After calling in his order, he sank down on the bed and unfolded his electronic tablet. Almost without thinking, he performed his usual after-work ritual of clicking on the button in the browser's favorites bar that took him directly to Syracuse, New York obituaries. His mind was tired following little if no sleep the night before and more than thirteen hours of working. Yet the slap in the face he'd been waiting for every single day of the last twenty-five years still stunned him and made him feel winded. Sitting up, he read: "After battling cancer for five years, Ebenezer 'Eb' Foxx, age 68, of Syracuse died on Sunday, March 6th, surrounded by loved ones..."
Each word written resounded bitterly inside Ty's brain. The person who'd written it couldn't have known the old man, had no idea the bastard didn't deserve to die in peace, surrounded with family, allowed a loving send-off before being ushered into the scorching halls of hell where he belonged. The worthless SOB deserved to die like the son he destroyed did--alone, a dirty needle in his arm, in a place of filth, sin, certain death. Not surrounded with a "loving" wife, his youngest son, Shane, and grandchildren.
Ty had spent the past two and a half decades watching over his siblings from afar so the "survived-by" listing in the obit was familiar to him. His oldest and youngest brothers were both married with kids, as was their sister.
Would they attend the funeral of a father none of them could claim to love, let alone feel anything less intense than pure, unadulterated hatred? Even that was too good for the demon.

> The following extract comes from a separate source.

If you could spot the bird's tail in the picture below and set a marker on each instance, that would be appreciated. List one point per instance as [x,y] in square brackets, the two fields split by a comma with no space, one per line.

"Funeral services will be held Saturday, March 12th..."
Realizing his breathing was ragged, as if he'd been running for an hour instead of sitting comfortably on the hotel bed, he swallowed and tried to consider what the old man's death meant. It's time...and I don't know if I'm ready, any more than I was twenty-two years ago, after I found Jeff dead.
Ty had promised himself he'd reconcile with his family once their devil of a father perished, preferably in as much pain as physically possible. As soon as the devil was dead and buried in the cold, unforgiving ground, Ty had vowed he'd go home. Considering that his mother never been especially healthy, he'd worried she would go first. For all her faults, a part of me hoped I'd see her again, even if it was just one last time. With the old man alive, there was no way I'd ever return to the place I despised above any other. Nothing could've convinced me to do that.
But it was his sister that Ty most wanted to see again--and not from afar, as he had all this time away. He'd worried about Darlene and Shane almost constantly ever since he'd done the only thing he could do by taking Jeff out of the situation that had eventually destroyed him anyway.
Jeff died twenty-two years ago. I told myself I stayed away from the rest of my family all this time because I couldn't take the reminders...of the past, my own abysmal failures. I convinced myself somehow that I'd heal, deal with all the crap, the horror that drove me to do what I did, setting myself up as a hero I once-upon-a-time believed Brett--I don't even like admitting to myself I idolized him--to be. Ultimately, all I ever did with my actions was stall the inevitable. I'm no hero, no more than Brett proved himself to be.
Ty had learned in bitter lessons that he couldn't save Jeff, sure as hell couldn't save himself. He blamed the old man most of all for that, for causing irrevocable damage in the first place, but a part of him also blamed his oldest brother Brett--for not being the one to execute the hard choice that Ty ended up making for Jeff. He also blamed himself because he'd never realized the truth about what was going on until it was too late for his younger brother, until all Ty could do was try to temporarily block the shadows of the night from his brother's sight.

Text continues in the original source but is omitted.